Des entreprises minées par l’endettement
Alerte sur la dette chinoise : alors que celle-ci dépasse 250 % du PIB (contre 141 % en 2008), les institutions financières internationales sonnent l’alarme. Dopée par les politiques de relance successives, l’embardée du crédit fait planer « la menace d’un ralentissement brutal », a mis en garde dans ses prévisions de janvier le Fonds monétaire international.
Le péril principal porte sur la dette des entreprises, qui représente à elle seule plus de 160 % du PIB. Si peu d’experts croient au scénario d’une crise financière imminente, la trajectoire n’en est pas moins jugée intenable. Selon l’assureur-crédit Euler Hermès, les défaillances d’entreprises chinoises devraient croître de 10 % en 2017. En toile de fond se pose la question d’une nécessaire profonde réforme des sociétés publiques, notamment dans les industries lourdes. Peu rentables, souffrant de surcapacités massives, ces entreprises « zombies » sont l’une des grandes sources de créances douteuses.
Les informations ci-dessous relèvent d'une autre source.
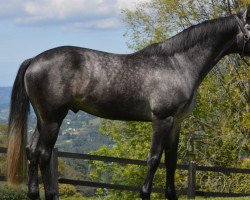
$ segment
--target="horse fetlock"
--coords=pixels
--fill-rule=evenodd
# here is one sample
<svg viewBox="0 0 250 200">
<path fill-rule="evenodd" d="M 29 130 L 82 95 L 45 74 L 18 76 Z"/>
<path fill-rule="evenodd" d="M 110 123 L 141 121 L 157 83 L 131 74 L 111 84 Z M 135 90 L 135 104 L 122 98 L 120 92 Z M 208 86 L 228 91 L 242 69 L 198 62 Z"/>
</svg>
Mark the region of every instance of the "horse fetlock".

Le régime suggère qu’en 2017, il mettra davantage l’accent sur la maîtrise des risques financiers et moins sur le soutien à l’activité. « Il ne s’agit pas de purger l’économie, car le gouvernement a besoin d’un certain niveau de croissance pour maintenir la stabilité », dit Christophe Destais, directeur adjoint du Centre d’études prospectives et d’informations internationales (Cepii). Mais si elles n’agissent pas suffisamment, « les autorités risquent de perdre le contrôle d’une économie de plus en plus complexe ».
Une monnaie sous pression
Après avoir lâché environ 7 % en un an, le yuan évolue au plus bas depuis huit ans face au dollar. Ironie de l’histoire, la Chine, qui fut longtemps accusée de sous-évaluer sa devise, fait aujourd’hui tout pour l’empêcher de s’effondrer. Elle puise donc abondamment dans ses colossales réserves de changes : celles-ci ont fondu de près de 320 milliards de dollars (301 milliards d’euros) en 2016 mais étaient tout de même de 3 011 milliards fin décembre.
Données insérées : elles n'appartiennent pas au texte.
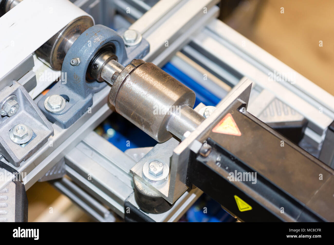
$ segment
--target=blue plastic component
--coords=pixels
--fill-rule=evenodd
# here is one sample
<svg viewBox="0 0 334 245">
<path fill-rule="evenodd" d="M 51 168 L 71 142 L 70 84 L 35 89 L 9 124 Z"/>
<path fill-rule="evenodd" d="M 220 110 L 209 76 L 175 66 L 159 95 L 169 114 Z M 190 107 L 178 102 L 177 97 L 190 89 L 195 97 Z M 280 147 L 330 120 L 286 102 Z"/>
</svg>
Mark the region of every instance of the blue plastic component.
<svg viewBox="0 0 334 245">
<path fill-rule="evenodd" d="M 205 105 L 214 106 L 221 100 L 220 98 L 208 91 L 170 63 L 167 63 L 162 67 L 162 69 L 195 92 L 196 95 L 195 106 L 201 102 Z"/>
</svg>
Pékin tente aussi de juguler les sorties massives de capitaux. Avec l’envolée du billet vert et le ralentissement de l’économie chinoise, celles-ci se sont intensifiées ces derniers mois. « C’est un problème, car elles alimentent la dépréciation du renminbi [l’autre nom du yuan] et annulent en partie le stimulus monétaire conduit par la banque centrale chinoise », souligne Alicia Garcia-Herrero, analyste chez Natixis. Pour lutter contre ces fuites, les autorités durcissent les règles sur les investissements à l’étranger et les transferts de fonds.
Le piège démographique
La Chine est confrontée à d’autres défis plus structurels, au premier rang desquels le déclin démographique. D’ici à 2030, la part des plus de 65 ans devrait quasiment avoir doublé, pour atteindre 18 % de la population. Ce vieillissement accéléré conjugué à des perspectives économiques moins radieuses menace de faire tomber la deuxième économie mondiale dans le « piège des pays à revenu moyen », dit middle-income trap. « La Chine sera-t-elle vieille avant d’avoir été riche ? » s’interrogeait ainsi le Cepii dans une note publiée fin novembre 2016.